SUBJECTS AND METHODS
Questionnaires were sent to 307 applicants to OMS residency programs registered in the dental matching program. To provide a more direct comparison of the study completed in 1977, the current questionnaire used the original survey as a model. It was divided into 6 sections: general information, information from the formal application and letters of recommendation, the interview, the selection process, the characteristics applicants were seeking in a program, and a retrospective review of programs visited.
In this study, 118 responses were received, representing 38% of the total. Respondents were predominately men (86%) and single, and attended dental school in all regions of the United States and the world. Respondents listed geographic location (65%) and national reputation (58%) as important factors for selecting programs to which to apply. Many respondents felt that a previous dental internship (85%), national board scores (83%), and class rank (79%) would be considered important in screening applicants for interview.

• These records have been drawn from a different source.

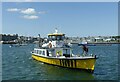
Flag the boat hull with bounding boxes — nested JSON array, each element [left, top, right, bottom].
[[32, 54, 96, 73]]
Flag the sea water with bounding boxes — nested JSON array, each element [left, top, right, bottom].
[[2, 44, 119, 80]]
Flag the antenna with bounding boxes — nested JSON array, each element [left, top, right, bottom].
[[38, 34, 42, 47]]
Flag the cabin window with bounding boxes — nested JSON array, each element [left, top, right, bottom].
[[43, 51, 45, 55], [63, 49, 70, 57], [39, 51, 41, 54]]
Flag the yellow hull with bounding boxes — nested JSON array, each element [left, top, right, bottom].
[[32, 54, 96, 72]]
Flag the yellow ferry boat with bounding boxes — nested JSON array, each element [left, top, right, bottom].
[[32, 30, 97, 73]]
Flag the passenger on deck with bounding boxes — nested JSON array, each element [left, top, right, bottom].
[[82, 45, 88, 55]]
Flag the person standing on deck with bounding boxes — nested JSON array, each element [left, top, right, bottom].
[[82, 44, 88, 55]]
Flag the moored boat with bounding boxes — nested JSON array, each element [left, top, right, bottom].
[[32, 30, 97, 72]]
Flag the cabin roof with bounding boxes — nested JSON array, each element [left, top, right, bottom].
[[48, 33, 65, 36]]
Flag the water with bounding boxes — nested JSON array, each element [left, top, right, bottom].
[[2, 44, 118, 80]]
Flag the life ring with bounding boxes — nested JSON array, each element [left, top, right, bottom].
[[49, 43, 52, 48]]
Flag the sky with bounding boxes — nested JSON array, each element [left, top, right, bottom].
[[2, 2, 118, 37]]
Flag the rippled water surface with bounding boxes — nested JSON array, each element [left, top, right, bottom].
[[2, 44, 118, 80]]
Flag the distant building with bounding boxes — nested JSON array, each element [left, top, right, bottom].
[[0, 34, 18, 41]]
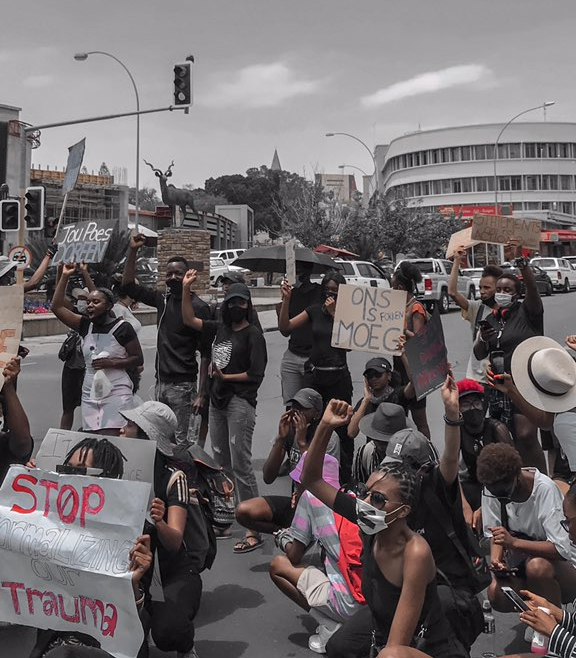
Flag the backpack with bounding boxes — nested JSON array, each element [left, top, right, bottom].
[[334, 513, 366, 604]]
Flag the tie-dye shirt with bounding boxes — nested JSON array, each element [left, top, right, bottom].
[[290, 491, 361, 618]]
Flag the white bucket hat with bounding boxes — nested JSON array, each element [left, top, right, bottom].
[[511, 336, 576, 413]]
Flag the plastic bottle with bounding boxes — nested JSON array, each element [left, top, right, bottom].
[[482, 599, 496, 658], [530, 606, 550, 656]]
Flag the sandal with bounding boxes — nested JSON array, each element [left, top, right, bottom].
[[232, 535, 264, 553]]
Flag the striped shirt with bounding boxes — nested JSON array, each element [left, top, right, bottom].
[[290, 491, 361, 619]]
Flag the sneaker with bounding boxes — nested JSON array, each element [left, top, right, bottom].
[[308, 624, 342, 653]]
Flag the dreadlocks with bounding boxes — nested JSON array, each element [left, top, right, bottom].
[[64, 438, 126, 480]]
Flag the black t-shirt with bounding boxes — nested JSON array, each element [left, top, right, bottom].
[[126, 283, 210, 384], [203, 320, 268, 409], [306, 304, 346, 368], [288, 281, 322, 357]]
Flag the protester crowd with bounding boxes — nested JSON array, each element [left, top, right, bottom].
[[0, 235, 576, 658]]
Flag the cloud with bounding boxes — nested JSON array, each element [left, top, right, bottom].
[[361, 64, 493, 107], [198, 62, 321, 108], [22, 75, 54, 89]]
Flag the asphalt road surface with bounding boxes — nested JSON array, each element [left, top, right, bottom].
[[0, 293, 576, 658]]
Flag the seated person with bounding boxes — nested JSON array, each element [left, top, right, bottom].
[[476, 443, 576, 612], [0, 358, 34, 484], [236, 388, 340, 536], [270, 455, 364, 653], [350, 402, 416, 482]]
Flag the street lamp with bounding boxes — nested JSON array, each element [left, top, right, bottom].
[[74, 50, 140, 231], [494, 101, 556, 215], [326, 133, 380, 192]]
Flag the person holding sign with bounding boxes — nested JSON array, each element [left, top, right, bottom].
[[52, 263, 144, 434]]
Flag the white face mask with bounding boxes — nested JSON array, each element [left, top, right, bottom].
[[494, 292, 516, 308]]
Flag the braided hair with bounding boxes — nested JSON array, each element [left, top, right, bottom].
[[377, 462, 421, 509], [64, 438, 126, 480]]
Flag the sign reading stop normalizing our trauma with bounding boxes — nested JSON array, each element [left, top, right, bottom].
[[0, 466, 150, 658], [332, 284, 406, 354]]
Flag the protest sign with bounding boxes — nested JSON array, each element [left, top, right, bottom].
[[405, 308, 449, 400], [51, 221, 118, 265], [446, 226, 478, 258], [0, 286, 24, 390], [36, 428, 156, 483], [472, 215, 542, 249], [332, 284, 406, 354], [0, 466, 150, 658]]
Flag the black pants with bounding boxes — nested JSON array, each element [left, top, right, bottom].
[[150, 567, 202, 653]]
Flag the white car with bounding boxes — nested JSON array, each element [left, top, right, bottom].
[[530, 256, 576, 292]]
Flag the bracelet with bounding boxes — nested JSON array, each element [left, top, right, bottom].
[[444, 414, 464, 427]]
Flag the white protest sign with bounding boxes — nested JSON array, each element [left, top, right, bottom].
[[284, 239, 296, 286], [0, 286, 24, 390], [332, 284, 406, 354], [0, 466, 150, 658], [471, 215, 542, 249], [36, 428, 156, 483]]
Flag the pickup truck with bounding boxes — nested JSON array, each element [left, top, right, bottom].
[[396, 258, 476, 313]]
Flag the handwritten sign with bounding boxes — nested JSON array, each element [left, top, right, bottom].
[[36, 428, 156, 483], [332, 284, 406, 354], [284, 240, 296, 286], [406, 309, 449, 400], [0, 466, 150, 658], [471, 215, 542, 249], [0, 286, 24, 390], [52, 222, 118, 265]]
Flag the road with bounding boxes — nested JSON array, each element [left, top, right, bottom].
[[0, 293, 576, 658]]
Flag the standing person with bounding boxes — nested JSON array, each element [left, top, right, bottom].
[[52, 263, 144, 434], [448, 247, 503, 383], [278, 272, 354, 482], [392, 261, 430, 438], [474, 242, 546, 466], [182, 270, 268, 553], [122, 234, 210, 443], [276, 261, 322, 404]]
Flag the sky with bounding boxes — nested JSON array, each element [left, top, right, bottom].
[[0, 0, 576, 192]]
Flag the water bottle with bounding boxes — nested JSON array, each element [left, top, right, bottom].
[[482, 599, 496, 658]]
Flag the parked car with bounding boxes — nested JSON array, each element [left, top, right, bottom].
[[396, 258, 476, 313], [530, 257, 576, 292], [500, 263, 553, 297]]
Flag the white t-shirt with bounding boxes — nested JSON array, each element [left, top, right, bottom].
[[482, 468, 576, 566]]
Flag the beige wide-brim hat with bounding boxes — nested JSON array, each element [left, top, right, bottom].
[[511, 336, 576, 413]]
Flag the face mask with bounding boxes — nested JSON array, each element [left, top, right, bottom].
[[494, 292, 516, 308]]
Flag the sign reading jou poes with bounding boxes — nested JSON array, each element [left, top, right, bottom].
[[52, 222, 118, 265], [332, 284, 406, 354], [406, 309, 449, 400], [0, 466, 150, 658], [471, 215, 542, 249]]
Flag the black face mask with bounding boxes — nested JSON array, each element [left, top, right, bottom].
[[228, 306, 248, 324]]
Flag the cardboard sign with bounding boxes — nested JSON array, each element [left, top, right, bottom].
[[332, 284, 406, 354], [0, 466, 150, 658], [284, 239, 296, 286], [446, 226, 478, 258], [0, 286, 24, 390], [36, 428, 156, 484], [472, 215, 542, 249], [51, 221, 118, 265], [406, 309, 449, 400]]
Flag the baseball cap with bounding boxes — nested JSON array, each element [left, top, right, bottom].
[[288, 388, 324, 413], [382, 427, 438, 466], [224, 283, 251, 302], [120, 400, 178, 457], [364, 356, 392, 375]]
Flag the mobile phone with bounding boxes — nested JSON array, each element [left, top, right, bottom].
[[490, 350, 504, 375], [500, 586, 530, 612]]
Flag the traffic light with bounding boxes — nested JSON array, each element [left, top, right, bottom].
[[24, 186, 44, 231], [174, 62, 192, 106], [0, 200, 20, 231]]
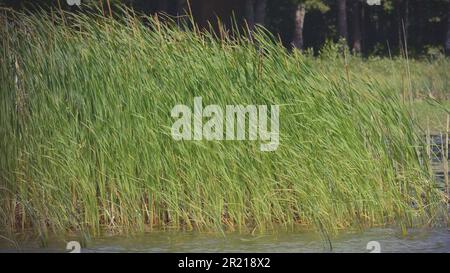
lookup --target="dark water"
[0,228,450,253]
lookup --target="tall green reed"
[0,9,444,237]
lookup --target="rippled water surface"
[0,228,450,253]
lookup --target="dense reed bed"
[0,9,448,237]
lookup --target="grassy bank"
[0,9,450,237]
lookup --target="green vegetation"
[0,9,450,237]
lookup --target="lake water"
[0,228,450,253]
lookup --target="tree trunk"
[445,3,450,57]
[255,0,267,26]
[245,0,255,31]
[175,0,185,26]
[338,0,348,41]
[292,3,306,50]
[157,0,169,13]
[352,1,362,53]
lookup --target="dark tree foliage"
[0,0,450,55]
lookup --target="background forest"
[0,0,450,56]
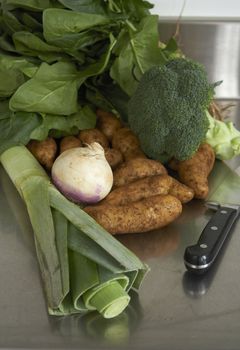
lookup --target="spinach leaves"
[0,0,177,152]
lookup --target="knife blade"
[184,161,240,274]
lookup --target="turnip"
[52,142,113,203]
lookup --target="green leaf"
[1,11,26,35]
[110,16,165,96]
[10,62,78,115]
[43,8,109,43]
[0,100,41,154]
[20,12,42,32]
[0,53,33,97]
[12,31,61,56]
[5,0,51,11]
[31,106,96,141]
[0,66,25,97]
[58,0,105,14]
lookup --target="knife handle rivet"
[200,243,207,249]
[220,210,227,214]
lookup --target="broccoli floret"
[128,58,214,162]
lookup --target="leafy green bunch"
[0,0,176,152]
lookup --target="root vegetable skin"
[105,148,123,169]
[60,136,82,154]
[113,158,167,188]
[99,175,173,205]
[112,128,146,160]
[27,137,57,171]
[168,178,194,203]
[84,195,182,234]
[174,143,215,199]
[78,128,109,148]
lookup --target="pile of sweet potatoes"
[28,110,215,234]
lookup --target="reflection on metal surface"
[49,290,143,346]
[182,213,231,298]
[159,22,240,99]
[0,23,240,350]
[116,225,180,261]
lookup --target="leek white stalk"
[0,146,148,318]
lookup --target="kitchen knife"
[184,161,240,274]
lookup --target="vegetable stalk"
[0,146,148,318]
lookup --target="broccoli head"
[128,58,214,162]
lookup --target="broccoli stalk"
[205,111,240,160]
[128,58,218,162]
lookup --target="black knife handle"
[184,206,239,273]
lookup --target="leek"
[0,146,148,318]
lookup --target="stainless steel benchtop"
[0,22,240,350]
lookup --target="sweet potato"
[113,158,167,187]
[104,148,123,169]
[168,177,194,203]
[173,143,215,199]
[116,224,181,261]
[27,137,57,171]
[78,128,109,148]
[60,136,82,153]
[84,194,182,234]
[96,109,122,141]
[112,128,146,160]
[100,175,173,205]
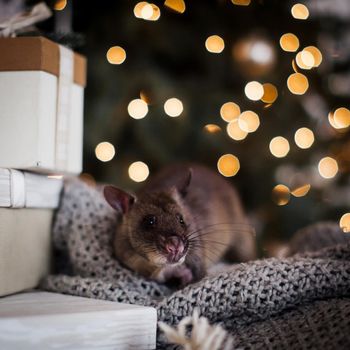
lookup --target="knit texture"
[42,181,350,349]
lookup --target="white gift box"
[0,169,62,296]
[0,37,86,174]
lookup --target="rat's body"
[104,164,255,285]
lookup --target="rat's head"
[104,172,191,266]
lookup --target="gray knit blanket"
[41,180,350,350]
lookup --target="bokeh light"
[291,184,311,197]
[226,119,248,141]
[53,0,67,11]
[95,142,115,162]
[149,4,160,21]
[291,4,309,19]
[287,73,309,95]
[141,4,153,20]
[294,128,315,149]
[280,33,299,52]
[269,136,290,158]
[128,98,148,119]
[128,161,149,182]
[244,81,264,101]
[106,46,126,64]
[318,157,339,179]
[295,50,315,69]
[272,184,290,206]
[339,213,350,233]
[164,0,186,13]
[261,83,278,103]
[164,97,184,117]
[303,46,322,67]
[217,154,240,177]
[134,1,148,18]
[333,107,350,129]
[205,35,225,53]
[238,111,260,133]
[220,102,241,123]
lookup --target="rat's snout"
[161,236,185,264]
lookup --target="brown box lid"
[0,36,86,86]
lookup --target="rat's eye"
[142,215,157,228]
[176,214,186,226]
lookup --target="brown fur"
[106,164,255,284]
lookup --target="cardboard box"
[0,37,86,174]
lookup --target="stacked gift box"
[0,37,86,296]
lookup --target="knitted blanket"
[41,180,350,349]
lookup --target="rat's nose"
[164,236,185,262]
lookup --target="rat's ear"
[103,186,136,214]
[176,168,193,197]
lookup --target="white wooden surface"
[0,292,157,350]
[0,208,53,296]
[0,71,84,174]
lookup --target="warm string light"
[128,161,149,182]
[238,111,260,133]
[280,33,299,52]
[294,128,315,149]
[220,102,241,123]
[95,142,115,162]
[261,83,278,103]
[164,0,186,13]
[226,118,248,141]
[291,184,311,197]
[217,154,240,177]
[269,136,290,158]
[128,98,148,119]
[291,4,309,19]
[333,107,350,129]
[287,73,309,95]
[205,35,225,53]
[295,50,315,69]
[106,46,126,64]
[339,213,350,233]
[318,157,339,179]
[164,97,184,117]
[272,184,290,206]
[134,1,160,21]
[244,81,264,101]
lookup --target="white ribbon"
[0,2,52,38]
[55,45,74,170]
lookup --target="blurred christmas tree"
[52,0,350,252]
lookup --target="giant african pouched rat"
[104,164,255,285]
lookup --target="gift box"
[0,169,62,296]
[0,37,86,174]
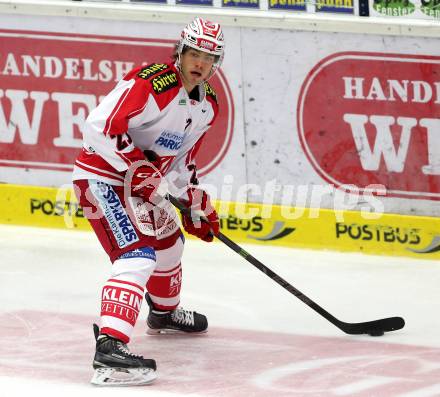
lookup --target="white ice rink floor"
[0,226,440,397]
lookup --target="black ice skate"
[91,324,156,386]
[145,293,208,335]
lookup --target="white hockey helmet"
[176,17,225,77]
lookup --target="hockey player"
[73,18,224,385]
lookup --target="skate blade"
[146,328,208,335]
[91,367,157,386]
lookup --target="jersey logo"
[204,82,218,103]
[150,72,179,94]
[138,63,168,80]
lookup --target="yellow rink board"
[0,184,440,259]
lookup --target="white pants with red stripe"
[100,237,184,343]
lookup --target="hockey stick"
[168,195,405,336]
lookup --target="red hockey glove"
[182,188,220,242]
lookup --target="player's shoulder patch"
[138,63,169,80]
[204,81,218,103]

A program's reputation, personalities of residents and attending staff, and clinical material were ranked as important factors contributing to program selection. Fifty-three of the 79 successful applicants reported that they were matched with their first-choice institution. Sixty percent of programs were considered worthy of revisiting by the respondents.
Respondents in 2000 had more knowledge of the selection process before interviewing and submitted 2 times the number of applications than applicants in 1977. When selecting programs to which to apply, current applicants were less influenced by geographic location and the recommendations of other dentists. Applicants were attracted to programs that they perceive to have a good reputation and abundant clinical material. Residencies that convey a friendly atmosphere, favorable interpersonal skills of enrolled residents, and appealing personalities of the faculty were more attractive to candidates.